Unfortunately, this too sticks out to me as extra touristy– why not give the little family shops a try, a chance to make something really cool for us all to see? This is what Italy is about– kicking the big bullies out and keeping the quaint and quality-ridden shops in. This is why you won’t see too many chain restaurants or other chain companies roaming around Italy. Instead of boo-hooing your way about the cliche tourism that is Eurochocolate, though, eat your chocolate bar, shut up, and then get back on the train.

The Wine Country

Florence is a beautiful place. It is bustling with Renaissance architecture, ancient museums, yellows and greens and grays. Siena, however, which is really only a short drive down the road (about an hour and a half, which is nothing compared to the 12 hour bus rides I’m used to) is not like this. I’m actually not totally sure why everyone told me that Siena has always been in competition with Florence.

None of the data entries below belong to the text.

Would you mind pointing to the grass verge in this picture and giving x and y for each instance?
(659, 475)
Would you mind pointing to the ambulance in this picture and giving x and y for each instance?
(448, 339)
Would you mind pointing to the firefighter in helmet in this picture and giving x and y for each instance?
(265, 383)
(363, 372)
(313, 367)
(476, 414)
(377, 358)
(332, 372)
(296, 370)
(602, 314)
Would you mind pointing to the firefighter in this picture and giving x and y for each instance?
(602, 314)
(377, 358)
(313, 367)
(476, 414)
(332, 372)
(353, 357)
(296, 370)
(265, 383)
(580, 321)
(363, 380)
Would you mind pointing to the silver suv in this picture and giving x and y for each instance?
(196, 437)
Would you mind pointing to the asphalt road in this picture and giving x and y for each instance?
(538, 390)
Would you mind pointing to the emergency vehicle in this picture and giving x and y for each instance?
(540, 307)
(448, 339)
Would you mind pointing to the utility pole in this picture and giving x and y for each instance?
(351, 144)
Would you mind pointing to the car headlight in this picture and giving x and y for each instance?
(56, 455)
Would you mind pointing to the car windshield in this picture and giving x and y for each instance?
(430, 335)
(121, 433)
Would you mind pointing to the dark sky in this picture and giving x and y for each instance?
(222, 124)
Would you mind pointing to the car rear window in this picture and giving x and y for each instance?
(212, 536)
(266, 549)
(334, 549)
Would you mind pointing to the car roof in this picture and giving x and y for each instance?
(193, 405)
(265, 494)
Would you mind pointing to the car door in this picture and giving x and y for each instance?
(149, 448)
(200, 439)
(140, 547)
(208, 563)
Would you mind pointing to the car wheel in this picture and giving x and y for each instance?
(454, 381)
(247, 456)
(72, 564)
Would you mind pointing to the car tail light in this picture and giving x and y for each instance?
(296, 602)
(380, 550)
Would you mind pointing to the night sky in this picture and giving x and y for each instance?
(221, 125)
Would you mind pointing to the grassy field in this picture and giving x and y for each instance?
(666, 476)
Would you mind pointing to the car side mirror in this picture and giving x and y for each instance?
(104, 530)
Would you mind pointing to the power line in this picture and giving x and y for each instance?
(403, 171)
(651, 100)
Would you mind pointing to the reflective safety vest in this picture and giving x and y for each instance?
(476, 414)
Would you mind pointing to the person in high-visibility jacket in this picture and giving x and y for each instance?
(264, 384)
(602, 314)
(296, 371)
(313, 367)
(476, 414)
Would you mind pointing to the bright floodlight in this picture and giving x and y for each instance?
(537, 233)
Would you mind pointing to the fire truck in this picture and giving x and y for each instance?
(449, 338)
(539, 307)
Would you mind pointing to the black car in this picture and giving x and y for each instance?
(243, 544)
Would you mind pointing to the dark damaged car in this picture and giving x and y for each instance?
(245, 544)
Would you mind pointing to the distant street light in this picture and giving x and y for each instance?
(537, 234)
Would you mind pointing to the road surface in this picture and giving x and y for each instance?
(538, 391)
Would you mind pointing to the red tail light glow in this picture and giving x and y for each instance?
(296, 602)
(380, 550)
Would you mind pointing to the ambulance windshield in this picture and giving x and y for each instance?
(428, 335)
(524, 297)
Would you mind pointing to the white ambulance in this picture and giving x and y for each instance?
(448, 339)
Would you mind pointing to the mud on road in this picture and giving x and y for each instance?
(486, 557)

Unlike Florence, Siena doesn’t really look very Renaissance-esque (but then again I’m not entirely sure what this would look like, besides having Florence as an example). Siena is a city of the Medieval, a place that looks like it would be best friends with Edinburgh, Scotland.

 

Siena is a little place, however, and there doesn’t seem to be a ton to see. Our Bus2Alps tour guide, Tiernan, took us to the city center, Piazza del Campo, which literally looks like a big stone field. This is also the site of where Il Palio takes place. After roaming up one of the city’s many hills (it overlooks the Tuscan countryside) we find the Duomo, which looks remarkably similar to my Duomo in Florence, although a little smaller. Apparently, this Duomo was on its way up to being bigger and better than mine, but then the Black Death came around and people had a lot better things to do than build ginormous churches.

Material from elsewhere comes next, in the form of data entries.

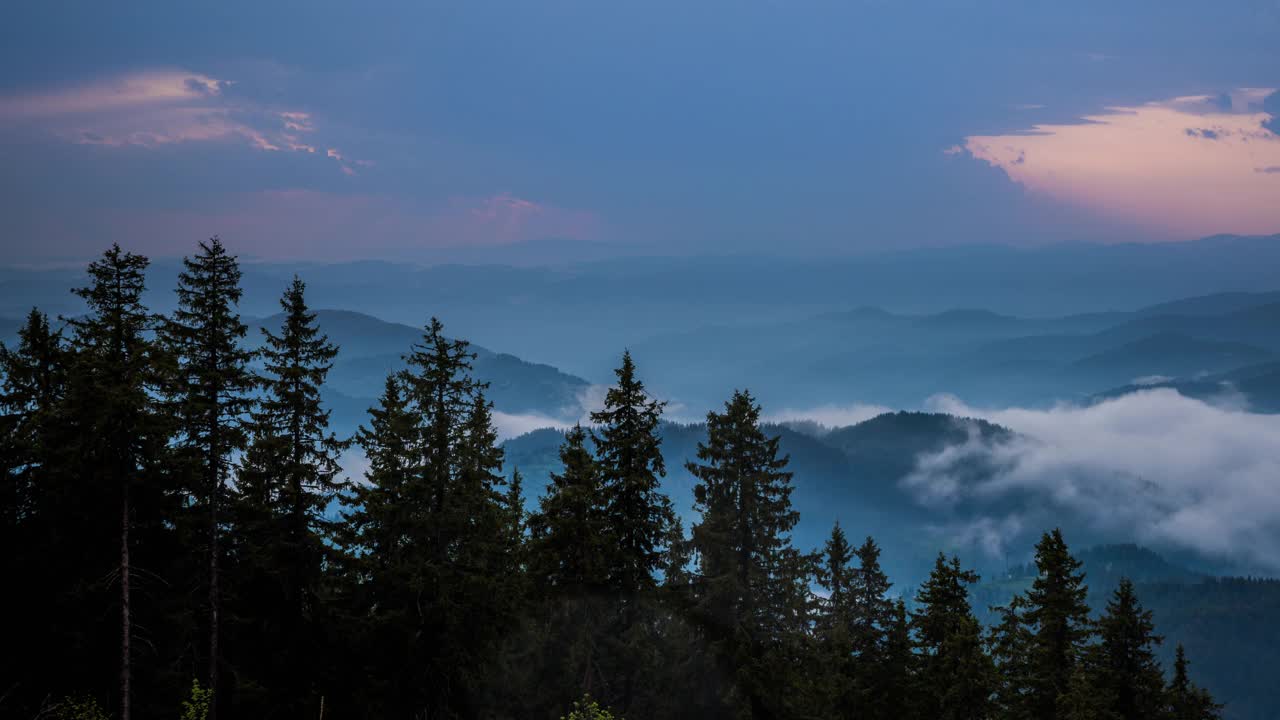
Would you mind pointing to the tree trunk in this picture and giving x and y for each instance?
(126, 620)
(214, 601)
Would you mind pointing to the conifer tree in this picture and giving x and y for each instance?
(899, 668)
(32, 378)
(567, 532)
(120, 434)
(213, 397)
(1121, 677)
(31, 384)
(1059, 618)
(1184, 700)
(750, 582)
(1010, 648)
(629, 456)
(287, 479)
(836, 625)
(426, 534)
(956, 677)
(873, 615)
(638, 520)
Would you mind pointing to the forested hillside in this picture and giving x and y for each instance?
(182, 532)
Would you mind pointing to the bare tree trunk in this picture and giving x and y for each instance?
(126, 619)
(214, 601)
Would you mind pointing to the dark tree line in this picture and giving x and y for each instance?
(174, 513)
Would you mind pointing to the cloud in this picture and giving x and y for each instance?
(1152, 466)
(828, 415)
(1151, 165)
(127, 91)
(515, 424)
(158, 108)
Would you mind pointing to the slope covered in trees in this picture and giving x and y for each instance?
(177, 514)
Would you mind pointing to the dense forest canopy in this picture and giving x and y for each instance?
(181, 536)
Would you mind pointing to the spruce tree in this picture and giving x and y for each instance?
(567, 533)
(872, 618)
(956, 677)
(629, 456)
(1184, 700)
(752, 583)
(120, 441)
(836, 625)
(1010, 648)
(32, 378)
(213, 397)
(1121, 677)
(1059, 618)
(638, 520)
(899, 668)
(425, 537)
(287, 481)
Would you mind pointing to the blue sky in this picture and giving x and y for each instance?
(392, 130)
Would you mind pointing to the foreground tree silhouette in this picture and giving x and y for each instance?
(1059, 619)
(749, 588)
(211, 388)
(1184, 700)
(426, 542)
(122, 433)
(638, 515)
(287, 479)
(956, 677)
(32, 381)
(1120, 678)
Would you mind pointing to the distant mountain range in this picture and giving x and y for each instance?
(371, 349)
(577, 314)
(871, 355)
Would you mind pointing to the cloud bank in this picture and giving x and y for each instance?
(152, 108)
(1187, 167)
(1152, 466)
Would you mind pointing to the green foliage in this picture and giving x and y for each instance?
(432, 593)
(629, 458)
(81, 709)
(588, 709)
(197, 703)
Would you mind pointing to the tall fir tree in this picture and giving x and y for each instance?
(213, 395)
(120, 442)
(567, 533)
(749, 589)
(638, 520)
(956, 677)
(899, 668)
(835, 627)
(872, 619)
(568, 568)
(1010, 648)
(1119, 678)
(1183, 698)
(32, 381)
(426, 538)
(1059, 618)
(288, 478)
(629, 456)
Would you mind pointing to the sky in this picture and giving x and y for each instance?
(333, 131)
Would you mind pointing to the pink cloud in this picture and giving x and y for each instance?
(151, 87)
(1183, 167)
(155, 108)
(289, 223)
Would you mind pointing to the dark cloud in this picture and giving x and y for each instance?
(1272, 105)
(666, 119)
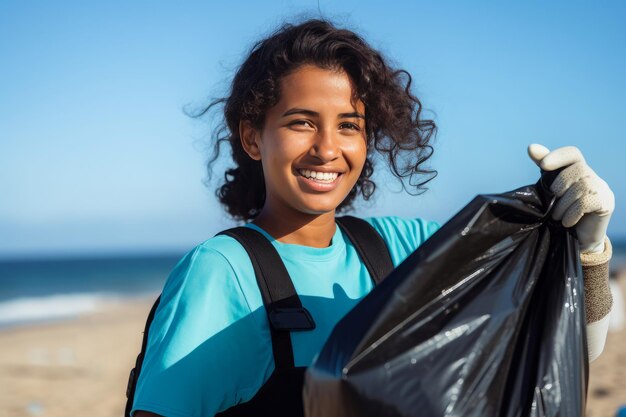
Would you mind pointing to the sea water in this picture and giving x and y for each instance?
(33, 291)
(42, 290)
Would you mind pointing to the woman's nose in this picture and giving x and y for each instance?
(326, 146)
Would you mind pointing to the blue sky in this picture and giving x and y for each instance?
(97, 156)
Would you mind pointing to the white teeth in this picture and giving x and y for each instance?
(319, 176)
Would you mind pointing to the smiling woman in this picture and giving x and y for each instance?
(307, 111)
(313, 149)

After this short little tour of Siena, Bus2Alps took us to our next destination– a local winery called Tenuta Torciano. When I see all the pretty horses roaming about in their fields alongside the squares and squares of grapes, I know that we have come to the right place. We are led inside to a little house where a man who speaks very little English literally serves us eight glasses of wine each. And this isn’t the three euro wine that I find at the cheap grocery store down the street. I can taste the alcohol in this wine. But I’ll be damned if I have to spit it out before the next glass is served– I chug that wine down along with our meal of oily bread, salad, some kind of potato dish, lasagna, and biscotti.

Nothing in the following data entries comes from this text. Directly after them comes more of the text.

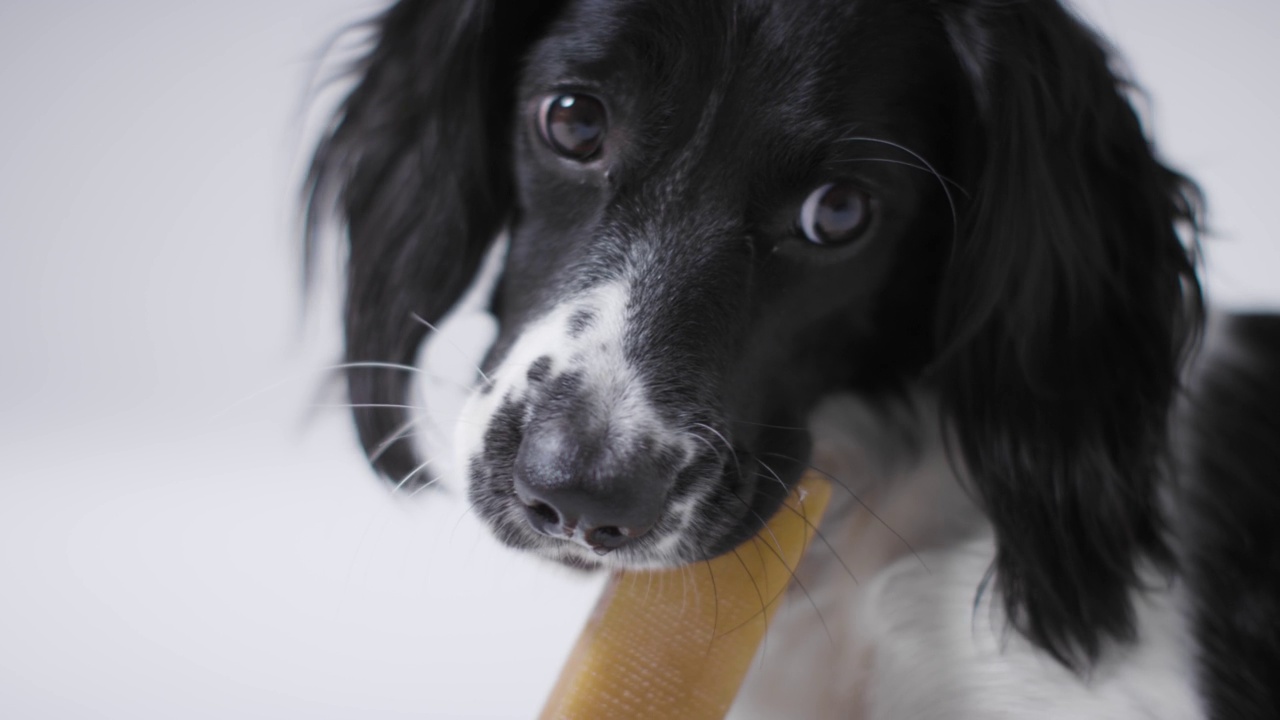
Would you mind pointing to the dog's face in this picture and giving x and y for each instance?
(723, 212)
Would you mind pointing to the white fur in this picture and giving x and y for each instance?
(906, 639)
(618, 396)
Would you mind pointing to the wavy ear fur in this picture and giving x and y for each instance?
(1065, 314)
(416, 165)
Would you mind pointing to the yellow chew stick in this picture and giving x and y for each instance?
(677, 643)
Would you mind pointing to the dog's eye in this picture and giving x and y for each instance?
(574, 126)
(835, 213)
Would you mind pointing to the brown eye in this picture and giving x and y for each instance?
(574, 126)
(835, 213)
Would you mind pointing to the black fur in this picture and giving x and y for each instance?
(1031, 263)
(1068, 308)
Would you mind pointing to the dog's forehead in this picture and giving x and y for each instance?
(787, 50)
(784, 77)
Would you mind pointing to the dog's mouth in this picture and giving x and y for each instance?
(713, 505)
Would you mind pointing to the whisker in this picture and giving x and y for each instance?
(351, 405)
(711, 572)
(763, 606)
(411, 473)
(791, 572)
(767, 425)
(890, 160)
(817, 533)
(942, 181)
(397, 434)
(841, 484)
(438, 333)
(437, 377)
(727, 445)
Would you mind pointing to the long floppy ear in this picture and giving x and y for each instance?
(1065, 314)
(416, 164)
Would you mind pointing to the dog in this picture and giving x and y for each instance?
(920, 246)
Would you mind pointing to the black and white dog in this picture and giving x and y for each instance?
(923, 246)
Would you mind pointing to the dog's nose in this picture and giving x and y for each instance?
(576, 486)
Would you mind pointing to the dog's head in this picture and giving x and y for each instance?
(721, 213)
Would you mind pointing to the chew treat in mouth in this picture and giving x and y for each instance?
(677, 643)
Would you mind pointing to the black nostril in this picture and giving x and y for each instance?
(609, 537)
(545, 519)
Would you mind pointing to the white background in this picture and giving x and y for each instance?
(186, 529)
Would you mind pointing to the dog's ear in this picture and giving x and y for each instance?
(416, 164)
(1066, 309)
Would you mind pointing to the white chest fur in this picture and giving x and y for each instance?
(906, 639)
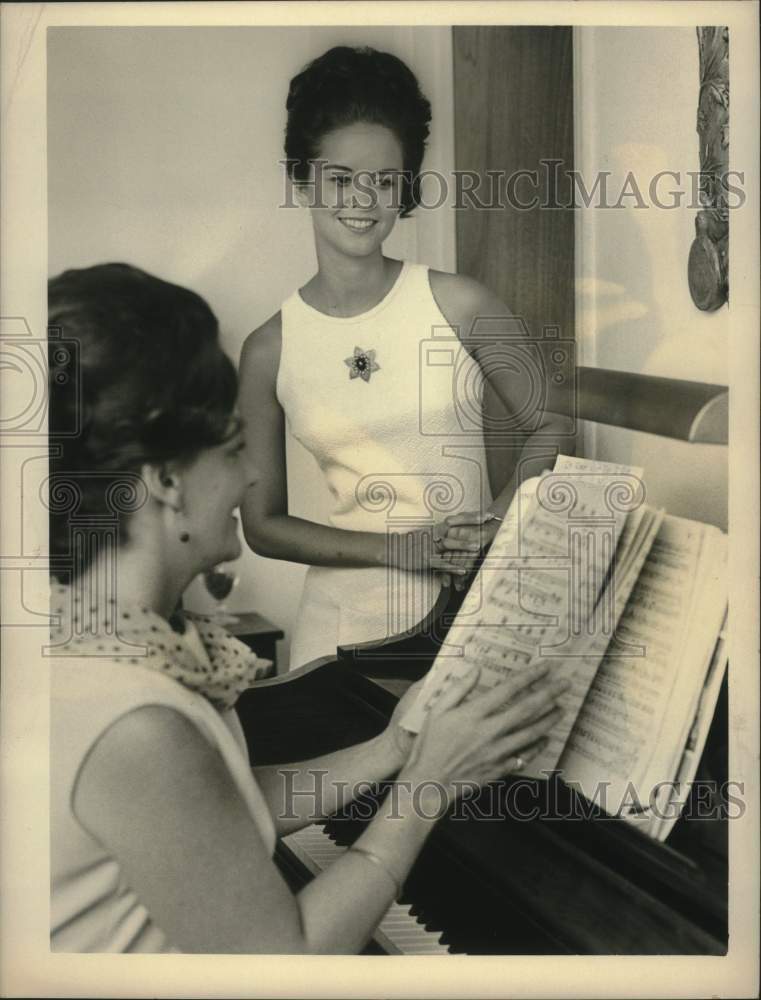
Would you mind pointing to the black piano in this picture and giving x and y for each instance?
(549, 885)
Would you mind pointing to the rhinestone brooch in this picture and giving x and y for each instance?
(362, 364)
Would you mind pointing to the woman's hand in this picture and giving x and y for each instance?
(463, 539)
(422, 550)
(398, 741)
(480, 739)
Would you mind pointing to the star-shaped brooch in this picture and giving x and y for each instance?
(362, 364)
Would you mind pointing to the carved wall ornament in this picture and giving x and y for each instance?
(709, 254)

The drunker we all get, the better friends we are. I make best friends with every person sitting within a five foot radius and I start to actually wonder if I’m going to vom on the bus and why I can’t see anything and it’s 1:00 pm. After we stumble out of the winery and the Italian man tries to sell us wine, we all wander the grounds for a little bit, running in and out of willow trees and playing with the geese and ducks that hang around in the sunshine.

We all shuffle back on the bus and I’m still not sobering up. What a surprise. Our bus tries to crawl up the hills, but it seems we have a lack of oil, so Tiernan, our guide, and the owner of Bus2Alps have us come outside and we begin to walk to San Gimignano. If I was sober, I may or may not be frustrated by this. But instead, I am PSYCHED, as everyone else seems to be. We run up and down the ninety degree roads and take pictures, our sobriety coming back in the sunshine. It is a beautiful day for a bus to break down, let me tell you that.

Finally we get to San Gimignano, which is another medieval city similar to Siena. We climb up some more hills to get to the wine museum/castle and we take dopey pictures as the Bus2Alps crew buys us more wine from the museum, which we sip overlooking the countryside.

Back down at the main square, we eat gelato, which is supposedly the best in the world (I think Florence’s is better). As we eat our gelato next to the fountain in the center, it begins to pour and pour and pour. I wonder if anyone even noticed.